Alguns desenvolvedores também apontaram que as mudanças do iOS 18 não se aplicam aos próprios serviços da Apple. Por exemplo, o iMessage não precisa pedir permissão para acessar os contatos dos usuários da mesma forma que o WhatsApp, Signal, WeChat e outros aplicativos de mensagens de terceiros fazem. Eles veem isso como fundamentalmente anticompetitivo —um exemplo claro do tipo de autopreferência que os reguladores antitruste têm contestado em outros contextos.
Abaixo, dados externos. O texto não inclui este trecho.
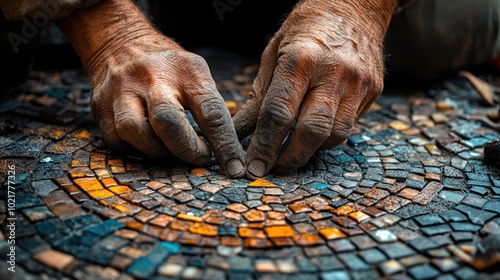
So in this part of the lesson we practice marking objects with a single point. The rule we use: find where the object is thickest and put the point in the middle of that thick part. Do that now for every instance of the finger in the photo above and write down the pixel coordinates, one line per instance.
(314, 126)
(278, 112)
(245, 120)
(212, 116)
(169, 122)
(132, 125)
(346, 114)
(102, 113)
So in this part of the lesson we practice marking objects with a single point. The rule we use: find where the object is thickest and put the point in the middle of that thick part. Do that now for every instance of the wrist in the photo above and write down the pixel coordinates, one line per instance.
(108, 29)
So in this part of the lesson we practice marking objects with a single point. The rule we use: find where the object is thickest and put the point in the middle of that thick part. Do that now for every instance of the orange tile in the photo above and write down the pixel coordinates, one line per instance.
(237, 207)
(343, 210)
(97, 164)
(102, 173)
(331, 233)
(120, 189)
(251, 233)
(118, 169)
(230, 241)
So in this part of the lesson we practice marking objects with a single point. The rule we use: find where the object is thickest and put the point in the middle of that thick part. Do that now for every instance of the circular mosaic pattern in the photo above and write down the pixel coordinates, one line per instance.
(403, 198)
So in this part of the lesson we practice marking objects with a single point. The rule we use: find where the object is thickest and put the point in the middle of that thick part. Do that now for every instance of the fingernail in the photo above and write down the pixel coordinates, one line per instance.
(256, 168)
(201, 160)
(234, 168)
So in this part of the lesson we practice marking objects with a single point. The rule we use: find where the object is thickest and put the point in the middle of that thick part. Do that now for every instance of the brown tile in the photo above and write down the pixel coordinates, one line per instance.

Claro, os usuários do iPhone ainda podem carregar seus livros de endereços inteiros se escolherem. Também há o Android, que ainda exige que os usuários façam uma escolha de tudo ou nada. Mas é razoável supor que o atrito adicional de uma segunda tela resultará em menos contatos sendo compartilhados.
O resultado, para Bier, pode ser que aplicativos sociais baseados em amigos sejam simplesmente substituídos por plataformas como o TikTok, que mostram conteúdo aos usuários com base no que eles gostam, em vez de com quem estão conectados, ou aplicativos de companhia de IA que não exigem humanos.
“Você já teria que ser bem louco para fazer um aplicativo social baseado em amigos”, disse ele. “Agora, é praticamente impossível.”